In the UK, Sumo Group, a Sheffield games developer that is in the process of being acquired by Tencent in a $1.3bn (£930m) deal, declined to comment on the crackdown imposed by its new owner. Tencent declined to comment. Shares in Sumo fell 1.9pc.

It is understood that any restrictio­ns brought in by Tencent are only likely to be imposed on its domestic market, where it publishes games such as online fighting game Honor of Kings, which is played by 100m people. However, European stocks were still rattled by the news. Amsterdam-listed Prosus, which holds a 29pc stake in Tencent, fell 6.9pc.

Uk-listed gaming stocks also dipped on the uncertaint­y in the sector. Frontier Developmen­ts, in which Tencent is a shareholde­r, fell more than 4pc, as did newly listed developer Tinybuild.

The fall in gaming stocks began after Chinese state media lashed out against games makers, the latest in long-running attacks on the sector that some believe is making youngsters addicted.

In June new rules required Chinese game developers to include age verificati­on technology to weed out under age players.

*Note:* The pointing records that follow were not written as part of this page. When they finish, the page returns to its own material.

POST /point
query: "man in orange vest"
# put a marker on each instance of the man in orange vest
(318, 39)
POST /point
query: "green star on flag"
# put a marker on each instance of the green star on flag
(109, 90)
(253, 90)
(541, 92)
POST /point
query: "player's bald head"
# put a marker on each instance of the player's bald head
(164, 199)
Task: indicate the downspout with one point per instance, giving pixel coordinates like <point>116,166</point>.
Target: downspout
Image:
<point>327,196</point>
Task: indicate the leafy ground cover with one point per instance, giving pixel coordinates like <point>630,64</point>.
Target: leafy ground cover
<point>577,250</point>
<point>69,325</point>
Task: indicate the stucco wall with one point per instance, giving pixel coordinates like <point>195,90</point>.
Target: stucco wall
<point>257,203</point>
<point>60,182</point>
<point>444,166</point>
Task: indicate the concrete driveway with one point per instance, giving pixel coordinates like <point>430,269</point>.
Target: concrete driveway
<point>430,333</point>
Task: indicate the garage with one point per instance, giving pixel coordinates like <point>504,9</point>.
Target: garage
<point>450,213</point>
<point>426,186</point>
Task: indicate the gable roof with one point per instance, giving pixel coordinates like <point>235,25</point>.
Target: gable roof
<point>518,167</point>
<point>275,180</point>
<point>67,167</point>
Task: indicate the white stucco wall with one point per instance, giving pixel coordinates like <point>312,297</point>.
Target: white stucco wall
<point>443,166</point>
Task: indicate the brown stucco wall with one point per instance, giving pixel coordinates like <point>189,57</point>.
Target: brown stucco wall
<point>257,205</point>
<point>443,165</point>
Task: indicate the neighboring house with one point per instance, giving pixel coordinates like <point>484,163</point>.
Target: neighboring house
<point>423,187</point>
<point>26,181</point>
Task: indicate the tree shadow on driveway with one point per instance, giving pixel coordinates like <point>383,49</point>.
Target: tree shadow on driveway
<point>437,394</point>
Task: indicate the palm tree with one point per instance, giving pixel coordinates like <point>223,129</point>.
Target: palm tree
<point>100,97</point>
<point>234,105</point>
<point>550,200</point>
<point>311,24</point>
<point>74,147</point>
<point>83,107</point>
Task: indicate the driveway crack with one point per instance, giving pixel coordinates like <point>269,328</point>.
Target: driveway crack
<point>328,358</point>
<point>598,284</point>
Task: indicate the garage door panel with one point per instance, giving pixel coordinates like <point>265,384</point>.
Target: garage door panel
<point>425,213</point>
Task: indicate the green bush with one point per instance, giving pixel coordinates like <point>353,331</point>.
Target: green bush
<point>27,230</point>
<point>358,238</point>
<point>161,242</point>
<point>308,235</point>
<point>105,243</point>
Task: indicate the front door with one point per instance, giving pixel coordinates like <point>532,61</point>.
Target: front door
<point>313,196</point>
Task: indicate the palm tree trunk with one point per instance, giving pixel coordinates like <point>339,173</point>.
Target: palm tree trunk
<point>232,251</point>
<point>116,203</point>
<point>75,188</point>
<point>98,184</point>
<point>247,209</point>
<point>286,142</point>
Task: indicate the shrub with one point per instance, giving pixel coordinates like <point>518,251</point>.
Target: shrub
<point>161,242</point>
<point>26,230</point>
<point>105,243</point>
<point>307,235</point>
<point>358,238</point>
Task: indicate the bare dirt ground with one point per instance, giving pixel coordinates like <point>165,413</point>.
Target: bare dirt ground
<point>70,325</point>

Tencent said it was developing facial recognitio­n technology that would be included in its games in China and block young users from playing past their allotted hours.

State-backed The Economic Informatio­n Daily accused games companies of “destroying a generation” and called online games “electronic drugs”

Tencent’s acquisitio­n of Sumo still requires regulatory approval after the deal was referred to the Washington’s Committee on Foreign Investment in the United States, due to a US studio that is owned by the British company.

Patrick O’donnell, an analyst at Goodbody, said the referral had make some shareholde­rs “jittery” and that Sumo continued to trade at a wide discount against the offer from Tencent.

He said: “I don’t expect the China angle to be a detriment to the deal, but on the other hand if you look at Tencent’s most recent deals this year none have been in the US.”

Sumo shareholde­rs have been offered $7.08 a share, while the company was trading yesterday at about 484p ($6.74).